Péricles na ágora ateniense, com a Acrópole ao fundo
“A democracia baseia-se no pressuposto de que não há homens que nascem para mandar nem existem outros que nascem para obedecer; mas que todos nascemos com a capacidade para pensar e, portanto, com o direito político de intervir na gestão da comunidade da qual fazemos parte. Mas, para que os cidadãos possam ser politicamente iguais, é imprescindível, que em contrapartida nem todas as suas opiniões o sejam: deve haver algum meio de hierarquizar as ideias na sociedade não hierárquica, potenciando as mais adequadas e afastando as erróneas ou prejudiciais. Numa palavra, procurando a verdade.
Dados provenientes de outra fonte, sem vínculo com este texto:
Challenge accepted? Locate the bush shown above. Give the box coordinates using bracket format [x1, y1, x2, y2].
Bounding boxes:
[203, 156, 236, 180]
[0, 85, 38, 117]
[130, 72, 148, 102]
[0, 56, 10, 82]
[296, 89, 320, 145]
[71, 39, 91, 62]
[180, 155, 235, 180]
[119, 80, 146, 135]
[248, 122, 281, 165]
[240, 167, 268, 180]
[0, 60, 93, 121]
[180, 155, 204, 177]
É exactamente esta a missão da razão, cujo uso todos partilhamos (antigamente as verdades sociais eram estabelecidas pelos deuses, pela tradição, pelos soberanos absolutos, etc.). Na sociedade democrática, as opiniões de cada um não são fortalezas ou castelos onde se encerram como forma de auto-afirmação pessoal: «ter» uma opinião não é ter uma propriedade que ninguém tem direito a tirar-nos. Oferecemos a nossa opinião aos outros para que a debatam e, por seu lado, a aceitem ou a refutem e não apenas para que saibam «onde estamos e quem somos». E desde logo nem todas as opiniões são igualmente válidas: valem mais as que tenham melhores argumentos a seu favor; as que melhor resistem à prova de fogo do debate, com as objecções que lhes são colocadas.
Se não queremos que sejam os deuses ou certos homens privilegiados que usurpem a autoridade social (quer dizer; que sejam quem decide qual é a verdade que convém à comunidade) não resta outra alternativa que submetermo-nos à razão como via para a verdade. Mas a razão não está situada, como um árbitro semidivino, acima de nós para conciliar as nossas disputas, mas funciona dentro de nós e entre nós."
Fernando Savater; As Perguntas da Vida.